Les Jeunes filles
« Read this ! It’s more than a novel. In my opinion, nothing more cruel and truer has been said about young girls» (Romain Rolland).
« I read with jubilation the new Montherlant: Les Jeunes Filles. No one had ever been so close to the essential incompatibility of the human couple! »
(Roger Martin du Gard).
A superb copy: one of the 25 numbered on Holland, specially printed for « the 25 of the club from Lyon », preserved in its attractive binding signed by Madeleine Gras.
12mo of 297 pp., (1) p.
Red morocco, golden dotted patterns on covers, spine decorated in the same manner, gilt edges, covers and back preserved. M. Gras.
185 x 119 mm.
Montherlant, Henri de.

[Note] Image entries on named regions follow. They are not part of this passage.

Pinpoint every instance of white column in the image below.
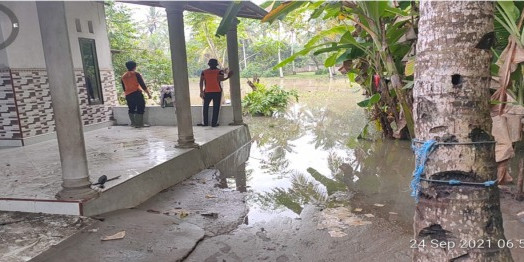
[162,2,198,148]
[226,19,244,125]
[36,2,97,199]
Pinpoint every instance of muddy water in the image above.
[221,76,414,227]
[221,75,524,231]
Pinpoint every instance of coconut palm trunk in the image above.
[410,1,513,261]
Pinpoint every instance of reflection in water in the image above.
[246,80,414,227]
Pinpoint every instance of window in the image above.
[75,19,82,33]
[78,38,104,105]
[87,21,94,34]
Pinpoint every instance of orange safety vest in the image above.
[122,71,143,96]
[202,69,222,93]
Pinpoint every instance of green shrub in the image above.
[315,68,328,75]
[242,83,298,116]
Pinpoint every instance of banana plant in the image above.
[263,1,416,138]
[492,1,524,110]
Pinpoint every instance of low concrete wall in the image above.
[113,105,233,126]
[83,126,251,216]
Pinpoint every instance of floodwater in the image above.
[219,78,420,227]
[214,75,524,235]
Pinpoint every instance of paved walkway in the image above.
[0,126,238,199]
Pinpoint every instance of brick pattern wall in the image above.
[11,69,55,138]
[75,70,117,125]
[0,70,22,139]
[0,69,117,139]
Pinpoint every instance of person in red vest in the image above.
[197,59,233,127]
[121,61,151,128]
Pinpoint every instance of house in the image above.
[0,1,117,146]
[0,1,266,215]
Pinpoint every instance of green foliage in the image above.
[240,61,278,78]
[315,68,328,75]
[357,93,380,108]
[242,84,298,116]
[267,1,418,137]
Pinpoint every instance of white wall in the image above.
[0,8,11,69]
[0,2,112,70]
[0,2,45,68]
[65,1,113,70]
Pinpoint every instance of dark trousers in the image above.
[126,91,146,115]
[203,92,222,125]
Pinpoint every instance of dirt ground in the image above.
[0,170,524,262]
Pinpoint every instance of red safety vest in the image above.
[202,69,222,93]
[122,71,143,96]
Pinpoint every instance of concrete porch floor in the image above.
[0,126,250,215]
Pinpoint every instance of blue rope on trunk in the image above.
[410,139,497,202]
[410,139,437,202]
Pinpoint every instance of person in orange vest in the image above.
[197,59,233,127]
[121,61,151,128]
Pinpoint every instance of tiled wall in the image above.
[11,69,55,138]
[0,70,22,140]
[0,69,117,143]
[75,70,118,125]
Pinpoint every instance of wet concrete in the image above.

Les Jeunes filles.
Paris, Bernard Grasset, 1936.
First edition of Henri de Montherlant’s most famous book.
One of the 25 numbered on Holland, specially printed for « the 25 of the club from Lyon ».
Our copy bears number 8.
« I read with jubilation the new Montherlant: Les Jeunes Filles. No one had ever been so close to the essential incompatibility of the human couple! And the author shows an admirable impartiality », wrote Roger Martin du Gard in 1936 advising his daughter to read the book.
« In this famous book by Montherlant, Man and Woman are described mercilessly in the turns of their emotional lives, the author exposing their hearts.”

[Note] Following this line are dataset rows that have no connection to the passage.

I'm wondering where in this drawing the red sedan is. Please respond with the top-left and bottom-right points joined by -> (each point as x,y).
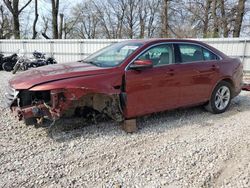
6,39 -> 243,125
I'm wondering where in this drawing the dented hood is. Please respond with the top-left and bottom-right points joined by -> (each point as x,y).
10,62 -> 108,90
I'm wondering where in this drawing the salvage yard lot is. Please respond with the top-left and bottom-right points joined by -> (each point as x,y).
0,71 -> 250,187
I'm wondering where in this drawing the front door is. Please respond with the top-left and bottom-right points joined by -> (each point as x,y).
125,44 -> 179,118
177,44 -> 219,105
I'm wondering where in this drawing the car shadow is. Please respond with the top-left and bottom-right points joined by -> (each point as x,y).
47,92 -> 250,142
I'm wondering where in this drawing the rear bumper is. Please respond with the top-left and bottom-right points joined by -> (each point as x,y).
242,83 -> 250,91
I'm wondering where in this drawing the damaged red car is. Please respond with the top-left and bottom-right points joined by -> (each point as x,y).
6,39 -> 243,125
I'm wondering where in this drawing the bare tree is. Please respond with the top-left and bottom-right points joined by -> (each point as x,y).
0,5 -> 12,39
51,0 -> 59,39
3,0 -> 32,39
58,13 -> 64,39
203,0 -> 211,38
212,0 -> 219,38
32,0 -> 39,39
161,0 -> 169,38
233,0 -> 246,37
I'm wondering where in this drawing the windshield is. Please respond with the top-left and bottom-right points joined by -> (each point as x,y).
83,42 -> 142,67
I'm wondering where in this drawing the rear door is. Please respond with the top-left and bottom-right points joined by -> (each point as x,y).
176,43 -> 219,105
125,44 -> 179,118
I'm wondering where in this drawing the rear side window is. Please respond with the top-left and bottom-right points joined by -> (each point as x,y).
179,44 -> 218,62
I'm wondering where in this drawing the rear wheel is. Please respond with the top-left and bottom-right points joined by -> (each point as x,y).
205,81 -> 232,114
2,62 -> 13,72
12,63 -> 21,74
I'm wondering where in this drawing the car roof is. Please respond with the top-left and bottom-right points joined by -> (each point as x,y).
124,38 -> 228,58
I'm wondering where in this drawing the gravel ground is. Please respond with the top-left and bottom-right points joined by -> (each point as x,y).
0,71 -> 250,187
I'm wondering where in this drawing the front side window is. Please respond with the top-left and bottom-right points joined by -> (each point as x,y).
138,44 -> 174,66
203,49 -> 218,61
178,44 -> 218,62
83,42 -> 142,67
179,44 -> 203,62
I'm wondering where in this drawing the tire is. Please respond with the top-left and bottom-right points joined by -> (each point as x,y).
205,81 -> 232,114
2,62 -> 13,72
24,118 -> 37,126
12,63 -> 20,74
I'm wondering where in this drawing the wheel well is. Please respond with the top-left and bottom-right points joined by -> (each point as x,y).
221,78 -> 234,88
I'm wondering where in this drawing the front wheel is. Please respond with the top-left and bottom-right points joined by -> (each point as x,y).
205,81 -> 232,114
2,62 -> 13,72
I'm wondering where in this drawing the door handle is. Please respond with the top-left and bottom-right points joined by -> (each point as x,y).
166,69 -> 174,76
211,65 -> 219,71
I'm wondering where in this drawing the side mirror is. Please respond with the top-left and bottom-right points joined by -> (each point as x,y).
129,60 -> 153,70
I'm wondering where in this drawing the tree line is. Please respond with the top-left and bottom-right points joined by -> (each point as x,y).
0,0 -> 250,39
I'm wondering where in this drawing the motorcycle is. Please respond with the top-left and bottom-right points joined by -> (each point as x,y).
0,53 -> 18,72
12,51 -> 57,74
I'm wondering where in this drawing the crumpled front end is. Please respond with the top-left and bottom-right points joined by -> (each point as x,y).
6,87 -> 123,121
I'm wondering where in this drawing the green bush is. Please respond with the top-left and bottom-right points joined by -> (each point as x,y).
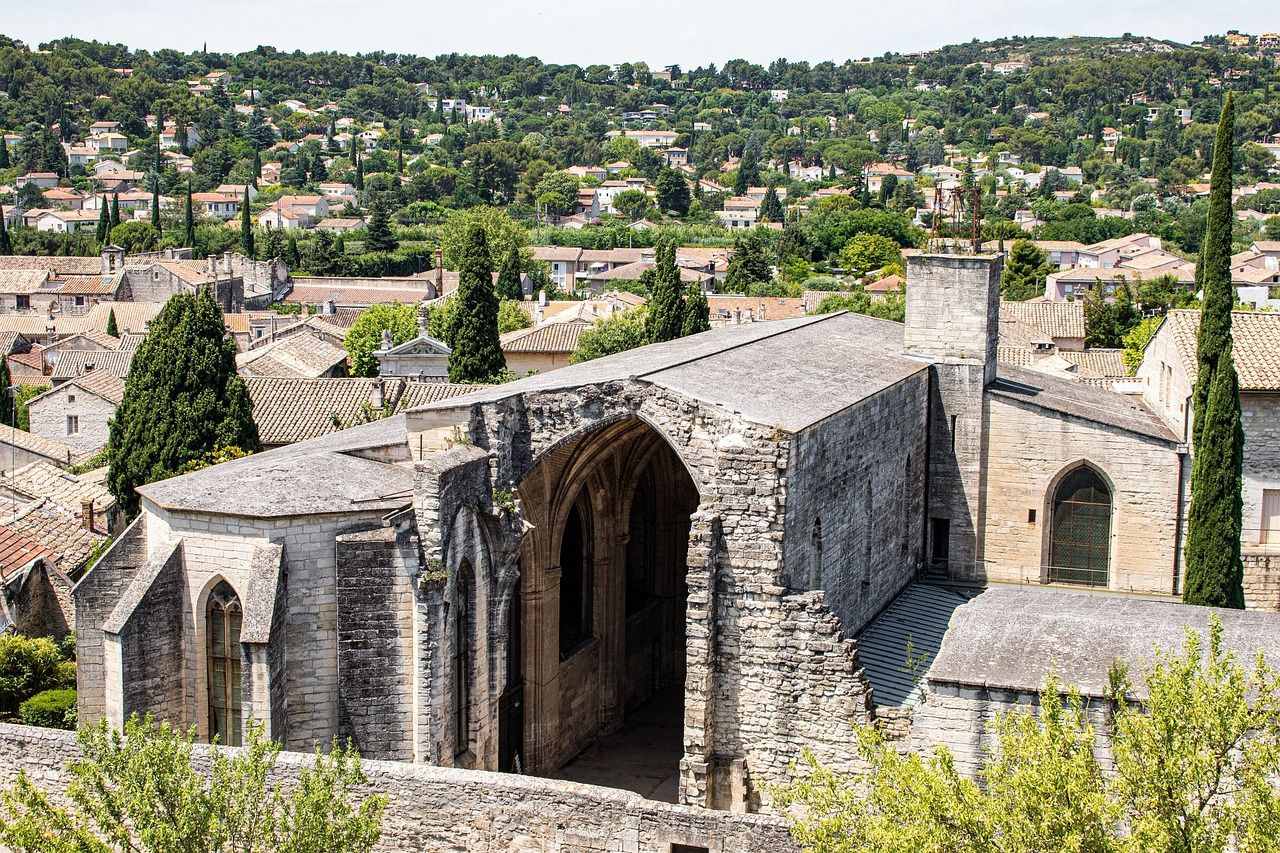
0,634 -> 63,719
18,689 -> 76,729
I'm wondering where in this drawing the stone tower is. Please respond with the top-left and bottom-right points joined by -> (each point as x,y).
905,255 -> 1004,580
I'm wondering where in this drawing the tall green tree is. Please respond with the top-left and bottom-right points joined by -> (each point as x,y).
0,715 -> 387,853
680,282 -> 712,337
449,223 -> 507,383
498,243 -> 525,302
1000,240 -> 1053,302
182,178 -> 196,248
106,289 -> 261,517
93,202 -> 111,245
1183,93 -> 1244,608
241,187 -> 253,257
365,197 -> 399,252
645,241 -> 685,343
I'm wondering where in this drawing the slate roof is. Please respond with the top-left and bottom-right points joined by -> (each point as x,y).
858,584 -> 969,707
987,364 -> 1178,444
928,587 -> 1280,697
138,415 -> 413,517
428,313 -> 928,432
1162,309 -> 1280,391
0,428 -> 92,465
236,334 -> 347,379
1000,300 -> 1084,338
502,320 -> 593,352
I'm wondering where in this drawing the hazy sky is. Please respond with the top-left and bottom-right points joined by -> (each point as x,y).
0,0 -> 1280,68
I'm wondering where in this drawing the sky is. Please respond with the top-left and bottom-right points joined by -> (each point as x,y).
0,0 -> 1280,68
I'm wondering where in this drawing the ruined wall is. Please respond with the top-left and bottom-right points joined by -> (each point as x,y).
783,369 -> 929,637
335,528 -> 417,761
982,394 -> 1180,594
0,724 -> 799,853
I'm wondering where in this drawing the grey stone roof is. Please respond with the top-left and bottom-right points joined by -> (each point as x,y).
928,587 -> 1280,697
414,313 -> 928,432
988,364 -> 1178,444
138,415 -> 413,517
858,584 -> 969,707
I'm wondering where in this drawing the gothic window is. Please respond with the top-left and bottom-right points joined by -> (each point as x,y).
1048,466 -> 1111,587
559,493 -> 593,660
205,580 -> 242,747
453,560 -> 472,756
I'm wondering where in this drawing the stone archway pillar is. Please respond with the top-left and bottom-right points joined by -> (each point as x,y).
678,506 -> 724,808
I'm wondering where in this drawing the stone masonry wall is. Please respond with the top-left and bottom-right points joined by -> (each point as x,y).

« Les Jeunes filles » relies on the central figure of Costals, a successful seductive writer, to draw up an overview of gender relations.
Pierre Costals is a writer barely in his thirties but whose fame is already well established. Apart from an absolute passion for his creative work, he divides his free time the love of his brown son, born of a temporary union, and the systematic fulfillment of his sentimental fantasies. Very eclectic in this field, he lets himself be pushed by the wind of his mood, his thirst for enjoyment being matched only by his desire for absolute independence. Moreover, he succeeds well enough in reconciling the two, orchestrating them as a spiritual and fine virtuoso who is careful not to let himself be trapped in the heart.
A superb copy preserved in its binding signed by Madeleine Gras.
One of the most famous bookbinders of the 20th century, Madeleine Gras, comes from a modest background and learned her art at the school of the Central Union of Decorative Arts. She finished her training in 1922, when she exhibited at the Salon of the National Society of Fine Arts, before joining the studio of Noulhac. She settled as a craftsman from 1942 until her death in 1958.